Putting 120 million Americans on government coverage will create a monopoly that sends costs skyrocketing. Choice will be lost because the enormous government-run plan will put the private plans out of business.  In other words, if you like what you have, you will lose it.  And while health insurance will be provided, health care will not – like every nationalized health plan across the world, as costs escalate, care will be slashed, patients waitlisted, drugs denied.

Meanwhile, Michele Bachmann notes the looming entitlement crisis is now closer than ever, with the Medicare insolvency date moving earlier.

Yesterday, the Medicare and Social Security Trustees issued a new report that laid out unequivocally that our current Medicare and Social Security programs are on a path for financial implosion and are in need of serious reform.

In fact, the Medicare insolvency date has moved up to 2017.  And, that doesn’t include the impact of the so-called “stimulus” bill, which could accelerate insolvency by about 6 months.

And, we’re facing a strain on Social Security like never before, with nearly 80 million retiring Baby Boomers tapping into the funds soon we’ll be spending more to pay benefits than what the system receives in payroll taxes.
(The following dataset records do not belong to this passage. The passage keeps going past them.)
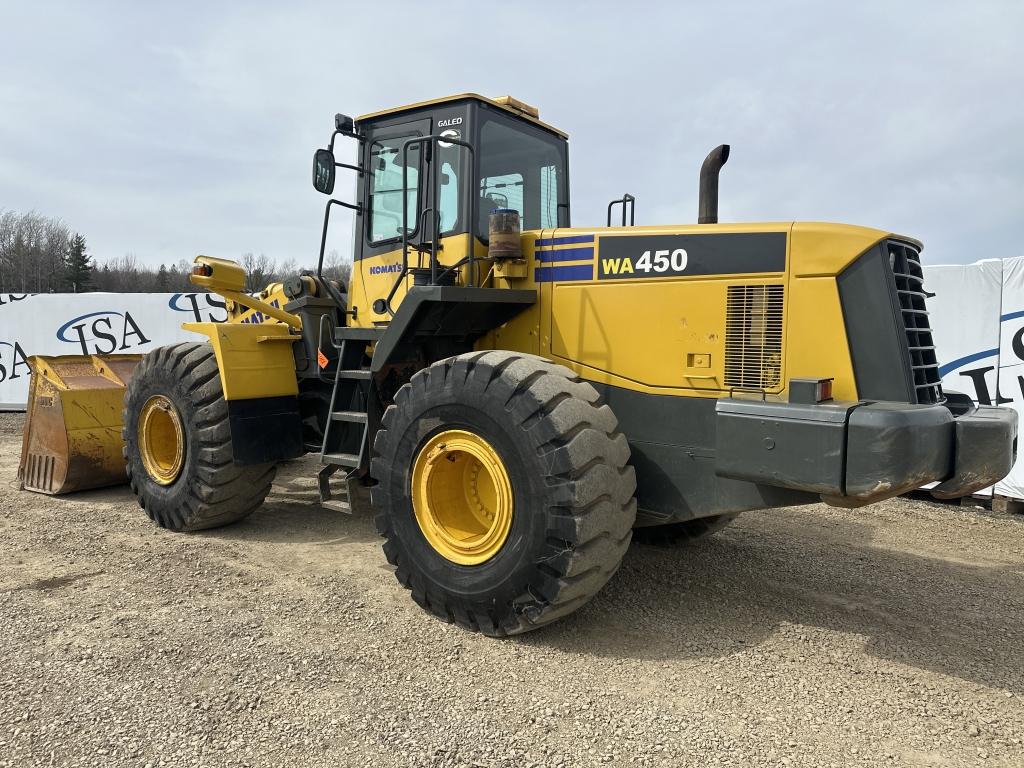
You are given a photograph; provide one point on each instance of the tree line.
(41, 254)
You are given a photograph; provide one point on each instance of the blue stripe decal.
(943, 370)
(559, 273)
(566, 254)
(565, 241)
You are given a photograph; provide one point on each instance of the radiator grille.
(905, 262)
(754, 337)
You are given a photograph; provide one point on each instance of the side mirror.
(324, 171)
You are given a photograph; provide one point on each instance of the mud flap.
(72, 438)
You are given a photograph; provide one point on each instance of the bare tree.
(337, 268)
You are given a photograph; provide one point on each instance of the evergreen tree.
(162, 280)
(78, 266)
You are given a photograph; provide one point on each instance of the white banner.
(1011, 345)
(91, 324)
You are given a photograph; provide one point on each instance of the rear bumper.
(857, 453)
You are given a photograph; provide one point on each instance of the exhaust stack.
(708, 205)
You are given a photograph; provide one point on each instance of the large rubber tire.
(676, 534)
(572, 489)
(210, 489)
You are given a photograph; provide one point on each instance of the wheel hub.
(161, 439)
(462, 497)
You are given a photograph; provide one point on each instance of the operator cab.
(430, 174)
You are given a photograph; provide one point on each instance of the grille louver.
(754, 337)
(905, 262)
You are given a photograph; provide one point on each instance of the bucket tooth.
(72, 438)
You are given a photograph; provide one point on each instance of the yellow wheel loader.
(522, 396)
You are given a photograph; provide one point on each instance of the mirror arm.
(327, 220)
(347, 134)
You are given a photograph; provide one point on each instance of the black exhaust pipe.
(708, 205)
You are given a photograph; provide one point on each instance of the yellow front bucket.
(72, 436)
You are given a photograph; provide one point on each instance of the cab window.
(386, 187)
(521, 168)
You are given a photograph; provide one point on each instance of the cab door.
(378, 231)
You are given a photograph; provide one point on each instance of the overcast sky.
(171, 129)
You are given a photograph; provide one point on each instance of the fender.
(255, 359)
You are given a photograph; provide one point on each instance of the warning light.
(810, 390)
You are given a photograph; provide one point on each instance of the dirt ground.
(892, 635)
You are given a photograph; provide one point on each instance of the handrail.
(629, 200)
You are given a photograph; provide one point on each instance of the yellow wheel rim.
(462, 497)
(161, 439)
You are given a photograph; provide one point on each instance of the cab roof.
(507, 103)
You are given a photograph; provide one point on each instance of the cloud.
(169, 131)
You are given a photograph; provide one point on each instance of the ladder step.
(346, 333)
(336, 505)
(354, 374)
(357, 417)
(342, 460)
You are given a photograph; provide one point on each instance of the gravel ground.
(808, 636)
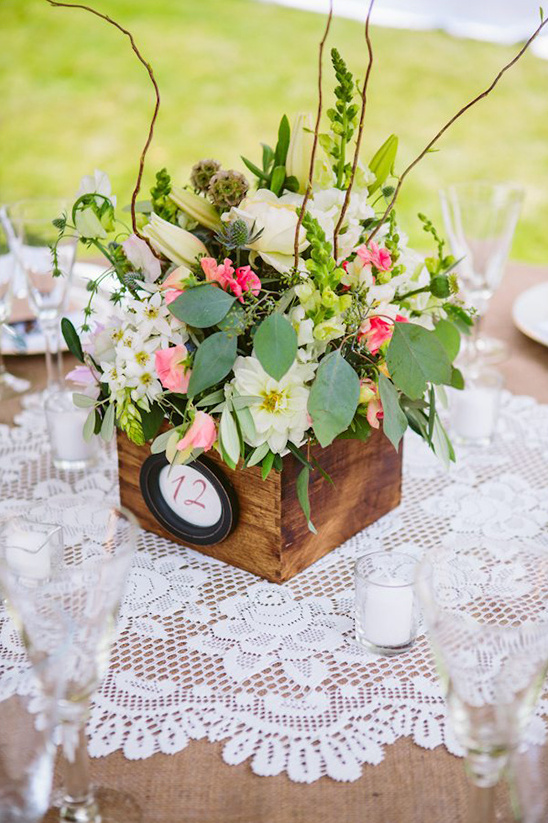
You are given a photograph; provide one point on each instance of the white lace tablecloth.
(208, 651)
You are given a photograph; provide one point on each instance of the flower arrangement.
(258, 315)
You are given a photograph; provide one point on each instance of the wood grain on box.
(271, 538)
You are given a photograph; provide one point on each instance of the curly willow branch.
(156, 105)
(450, 122)
(316, 132)
(360, 131)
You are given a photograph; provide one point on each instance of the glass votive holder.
(65, 423)
(386, 608)
(474, 411)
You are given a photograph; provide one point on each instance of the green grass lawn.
(74, 97)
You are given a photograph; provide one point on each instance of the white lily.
(178, 245)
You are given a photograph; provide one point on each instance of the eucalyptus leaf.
(333, 398)
(202, 306)
(228, 434)
(83, 401)
(107, 428)
(394, 421)
(416, 357)
(213, 360)
(275, 344)
(71, 339)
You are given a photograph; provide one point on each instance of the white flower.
(141, 257)
(277, 218)
(279, 413)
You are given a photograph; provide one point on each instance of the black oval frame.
(176, 525)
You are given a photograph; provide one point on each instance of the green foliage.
(161, 202)
(394, 421)
(382, 164)
(202, 306)
(333, 398)
(213, 360)
(71, 339)
(275, 345)
(416, 357)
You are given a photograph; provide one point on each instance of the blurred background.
(73, 97)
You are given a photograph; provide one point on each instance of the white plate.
(530, 313)
(29, 339)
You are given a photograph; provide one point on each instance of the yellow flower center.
(274, 402)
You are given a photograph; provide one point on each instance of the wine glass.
(486, 609)
(34, 235)
(9, 384)
(83, 581)
(480, 220)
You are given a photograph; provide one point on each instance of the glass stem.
(78, 804)
(53, 355)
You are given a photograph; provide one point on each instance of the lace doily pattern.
(206, 650)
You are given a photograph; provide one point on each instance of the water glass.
(485, 607)
(65, 421)
(474, 411)
(386, 611)
(33, 237)
(480, 220)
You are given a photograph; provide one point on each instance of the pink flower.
(82, 376)
(374, 331)
(201, 434)
(172, 368)
(375, 256)
(218, 273)
(141, 258)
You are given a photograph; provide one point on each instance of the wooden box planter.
(271, 538)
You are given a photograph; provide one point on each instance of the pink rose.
(201, 434)
(375, 256)
(374, 331)
(172, 368)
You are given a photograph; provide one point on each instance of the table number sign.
(194, 502)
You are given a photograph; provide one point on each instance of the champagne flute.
(34, 235)
(486, 611)
(480, 220)
(83, 582)
(10, 385)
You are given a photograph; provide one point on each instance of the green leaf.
(83, 401)
(202, 306)
(257, 455)
(275, 344)
(302, 495)
(255, 169)
(151, 421)
(333, 398)
(449, 337)
(213, 360)
(394, 422)
(107, 428)
(228, 434)
(234, 321)
(382, 162)
(267, 465)
(160, 443)
(277, 179)
(211, 399)
(416, 357)
(89, 426)
(282, 146)
(71, 339)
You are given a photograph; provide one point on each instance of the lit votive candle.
(386, 610)
(65, 423)
(474, 411)
(29, 548)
Yet, we continue to carry on with the status quo, every now and then saying that we need to reform it, but not actually doing anything about it.

Michele is trying to do something about it, but the House is filled with Democrats who never ran a business in their entire lives.

I’ve introduced the Truth In Accounting Act to make government finances truly transparent and open.  Not only would financial commitments be crystal clear to Congress, but also to the taxpayers.

Currently, when Congress and the President prepare budget proposals and pass spending bills, they have the luxury of ignoring shortfalls year after year.  They prepare, present, and approve budgets which project these estimates over the short-term – usually five or ten years.  And, there are a lot of things that can be done on paper to paper over the long-term shortfalls.

My Truth in Accounting Act would require the President to consider these long-term shortfalls when he proposes his budget.  And, it would require both the GAO (Government Accountability Office) and the U.S. Treasury to report this information to the Congress so that the numbers can be used when we’re finalizing the annual budget.

Furthermore, my legislation would require that the report be translated into easily comprehensible terms so that nothing could be hidden by complex jargon.  The government’s fiscal imbalance would be presented in the whole, and as distributed per person, per worker, and per household.

I hope she is somehow able to pass this bill.